El hallazgo ocurrió durante una inspección en un almacén extraportuario de Valparaíso, donde funcionarios de Aduanas y de la Brigada Investigadora de Delitos Portuarios de la Policía de Investigaciones revisaron una carga compuesta por 20 sacos. En total, las monedas pesaban 3.653 kilogramos, equivalentes a más de tres toneladas.
De acuerdo con el Banco Central de Chile, cada moneda de 10 pesos pesa 3,5 gramos y está fabricada con una aleación compuesta por 92 % de cobre, 6 % de aluminio y 2 % de níquel. El alto valor internacional de estos metales, especialmente del cobre, habría motivado el intento de exportarlas para posteriormente fundirlas y comercializar sus componentes.
El fiscal jefe de Valparaíso, Elizardo Tapia, explicó que el costo de fabricación de cada moneda ronda los 49 pesos chilenos, casi cinco veces su valor nominal. La investigación se centra en posibles delitos de contrabando y lavado de activos, y alcanza a una empresa dedicada al reciclaje de desechos industriales que presuntamente mezcló las monedas con chatarra para ocultar su contenido.

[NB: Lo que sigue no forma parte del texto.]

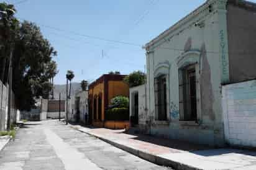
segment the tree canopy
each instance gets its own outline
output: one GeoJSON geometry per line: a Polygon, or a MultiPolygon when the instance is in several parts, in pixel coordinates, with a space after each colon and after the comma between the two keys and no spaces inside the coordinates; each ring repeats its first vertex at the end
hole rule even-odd
{"type": "Polygon", "coordinates": [[[0,68],[1,81],[6,84],[9,56],[12,51],[12,90],[20,110],[34,107],[35,98],[47,99],[52,85],[49,80],[57,73],[52,57],[57,51],[43,37],[35,24],[19,22],[14,6],[0,3],[0,68]]]}
{"type": "Polygon", "coordinates": [[[129,108],[129,98],[122,96],[116,96],[111,101],[113,107],[129,108]]]}
{"type": "Polygon", "coordinates": [[[130,87],[145,84],[145,74],[141,71],[135,71],[126,76],[124,81],[130,87]]]}

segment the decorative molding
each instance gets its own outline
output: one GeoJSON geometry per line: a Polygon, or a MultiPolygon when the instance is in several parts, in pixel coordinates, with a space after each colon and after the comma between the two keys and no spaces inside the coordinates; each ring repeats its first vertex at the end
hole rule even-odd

Las autoridades señalaron que el procedimiento podría constituir una infracción a la Ordenanza de Aduanas y a la Ley 21.632, relacionada con el contrabando de dinero no declarado y las obligaciones de información ante la Unidad de Análisis Financiero (UAF). El cargamento quedó bajo custodia de BancoEstado por orden de la Fiscalía, mientras continúan las investigaciones para determinar el destino final de las monedas y establecer si se realizaron operaciones similares anteriormente.